Friday, March 28, 2008

Highbrow!: A post about musems

In a somewhat recent issue of the New Yorker there was an article that complained of that museums have become so focused on their own architecture that the content—and the visitors—are almost superfluous. Peter Schjeldahl writes, "Witness the revamped Museum of Modern Art: it is less a building than a life-size architectural maquette, in with you and I will the roles of little figures stuck in to convey scale."

For someone who majored in Art History, I've never been much for museums. I find most of them alienating and cold—even the the older, staid, less architecturally bombastic museums like the Met (which Schjeldahl favors) elevate their contents to such heights that I feel inspired to worship rather than connect.

Last year, Derrick and I spent some town in a mountain town in southern Spain called Ronda. One morning, listless and hung over and seeking shade, we wandered into Lara's Museum, which is relatively tiny and (I think) privately owned. At first, the hodge-podge of antiques, dusty clocks and old photos was less than compelling. The owner followed us at a few paces, picking up an old accordian on display and playing a few notes, rearranging this and that. Nothing was behind glass and anything—for better or worse—could be touched. It was hard to take Lara's Museum seriously.

But then we descended into the basement, where we discovered an extensive collection of torture devices from the Spanish Inquisition and an interrogation scene cobbled together with crudely painted mannequins in authentic clothing. The juxtaposition of the exposed mechanics of cheap display and the horror of real (and USED) remnants of torture was disconcerting and very powerful. As was the fact that you could touch the guillotine or the head crusher. As were the bluntly worded and badly translated captions that accompanied each item, for example: "Used to crush head until brain come out ears."
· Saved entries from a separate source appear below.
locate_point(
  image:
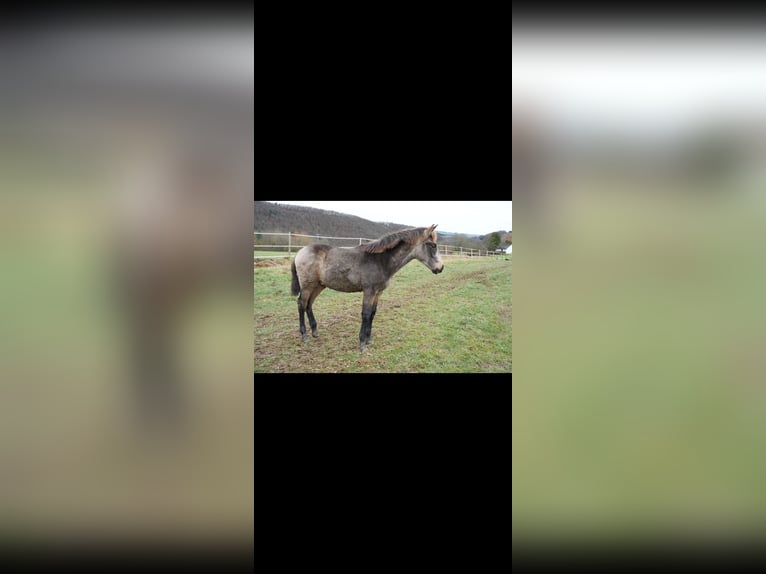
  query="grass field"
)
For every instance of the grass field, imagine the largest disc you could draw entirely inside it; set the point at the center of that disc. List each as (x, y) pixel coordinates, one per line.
(455, 322)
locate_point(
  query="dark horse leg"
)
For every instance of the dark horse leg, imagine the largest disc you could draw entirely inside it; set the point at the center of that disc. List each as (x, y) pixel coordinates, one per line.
(302, 319)
(310, 310)
(369, 307)
(306, 307)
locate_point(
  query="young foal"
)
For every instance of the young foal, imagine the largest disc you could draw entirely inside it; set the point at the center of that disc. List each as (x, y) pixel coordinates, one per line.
(367, 268)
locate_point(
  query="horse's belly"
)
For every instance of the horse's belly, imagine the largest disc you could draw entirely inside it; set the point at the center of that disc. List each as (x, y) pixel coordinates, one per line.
(347, 284)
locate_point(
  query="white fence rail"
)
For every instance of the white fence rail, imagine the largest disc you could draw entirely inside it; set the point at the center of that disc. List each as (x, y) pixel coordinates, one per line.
(294, 243)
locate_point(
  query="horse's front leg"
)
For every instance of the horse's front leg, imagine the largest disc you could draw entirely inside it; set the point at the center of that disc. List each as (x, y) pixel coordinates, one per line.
(369, 307)
(367, 313)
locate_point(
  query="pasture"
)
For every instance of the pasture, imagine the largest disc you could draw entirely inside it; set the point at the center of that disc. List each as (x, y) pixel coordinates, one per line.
(455, 322)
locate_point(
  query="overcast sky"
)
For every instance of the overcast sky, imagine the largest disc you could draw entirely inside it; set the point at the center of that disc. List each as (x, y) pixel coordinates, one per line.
(646, 81)
(469, 217)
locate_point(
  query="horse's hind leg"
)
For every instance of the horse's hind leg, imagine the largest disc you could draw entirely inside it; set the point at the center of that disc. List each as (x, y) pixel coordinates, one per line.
(310, 310)
(301, 318)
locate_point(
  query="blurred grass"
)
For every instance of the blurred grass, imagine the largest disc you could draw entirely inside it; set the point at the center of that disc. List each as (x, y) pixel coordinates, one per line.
(650, 417)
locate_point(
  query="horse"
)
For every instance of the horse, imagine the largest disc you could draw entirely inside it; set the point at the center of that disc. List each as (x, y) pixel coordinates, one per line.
(367, 268)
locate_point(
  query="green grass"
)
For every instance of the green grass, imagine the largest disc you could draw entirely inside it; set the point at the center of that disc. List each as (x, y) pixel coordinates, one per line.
(455, 322)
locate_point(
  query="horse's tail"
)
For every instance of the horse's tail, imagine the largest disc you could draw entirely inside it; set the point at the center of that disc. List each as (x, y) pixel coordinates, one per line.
(296, 286)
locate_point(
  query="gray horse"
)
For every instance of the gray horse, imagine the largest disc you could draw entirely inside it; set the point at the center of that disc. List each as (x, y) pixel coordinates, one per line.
(367, 268)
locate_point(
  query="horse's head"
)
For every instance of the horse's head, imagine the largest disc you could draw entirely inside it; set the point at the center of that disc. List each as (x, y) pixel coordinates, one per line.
(427, 252)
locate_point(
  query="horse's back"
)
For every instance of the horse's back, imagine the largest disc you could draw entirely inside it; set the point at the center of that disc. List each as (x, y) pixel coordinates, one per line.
(309, 260)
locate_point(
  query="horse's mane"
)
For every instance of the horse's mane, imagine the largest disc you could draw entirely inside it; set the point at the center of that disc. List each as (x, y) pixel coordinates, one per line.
(388, 242)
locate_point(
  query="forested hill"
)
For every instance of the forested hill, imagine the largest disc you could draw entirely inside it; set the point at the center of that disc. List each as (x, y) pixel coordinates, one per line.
(281, 218)
(278, 217)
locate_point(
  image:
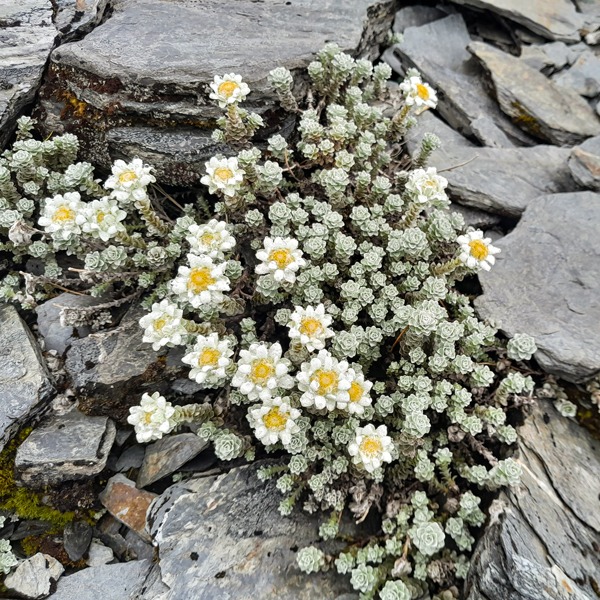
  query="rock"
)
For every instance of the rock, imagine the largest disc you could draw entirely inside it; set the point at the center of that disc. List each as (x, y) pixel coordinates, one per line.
(65, 448)
(500, 180)
(127, 504)
(553, 19)
(25, 385)
(35, 577)
(542, 542)
(583, 76)
(150, 80)
(119, 581)
(223, 537)
(57, 336)
(165, 456)
(584, 163)
(545, 283)
(537, 104)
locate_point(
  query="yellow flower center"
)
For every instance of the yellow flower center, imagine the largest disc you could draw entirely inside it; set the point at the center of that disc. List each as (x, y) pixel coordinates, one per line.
(227, 88)
(63, 214)
(282, 257)
(371, 446)
(223, 173)
(310, 326)
(275, 420)
(479, 249)
(262, 369)
(422, 91)
(200, 279)
(209, 357)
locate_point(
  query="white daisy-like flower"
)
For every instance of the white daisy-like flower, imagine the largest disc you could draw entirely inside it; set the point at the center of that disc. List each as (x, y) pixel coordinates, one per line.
(425, 185)
(153, 418)
(274, 421)
(418, 94)
(209, 358)
(229, 89)
(311, 326)
(261, 371)
(281, 257)
(102, 218)
(203, 282)
(325, 382)
(223, 175)
(60, 215)
(163, 326)
(371, 447)
(128, 181)
(212, 239)
(477, 252)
After a while, we weren't feeling very well. That's when the owner, who was still tailing us, jumped behind a display of a 17th century sherry winery and jovially offered to pour us some Moscatel. We were grateful, if a little perplexed. Once recovered, we went upstairs to check out a collection of old World War I photographs unceremoniously tacked to the wall. Again, there was something very affecting about viewing history is all its cracked, yellowed, fragile glory. No glass, no guards, nothing to buffer you from the fact that, yes, all this really happened. It really was something of a revelation. More than coming to understand Spain's difficult history intellectually, me and Derrick left Lara's Museum feeling it emotionally.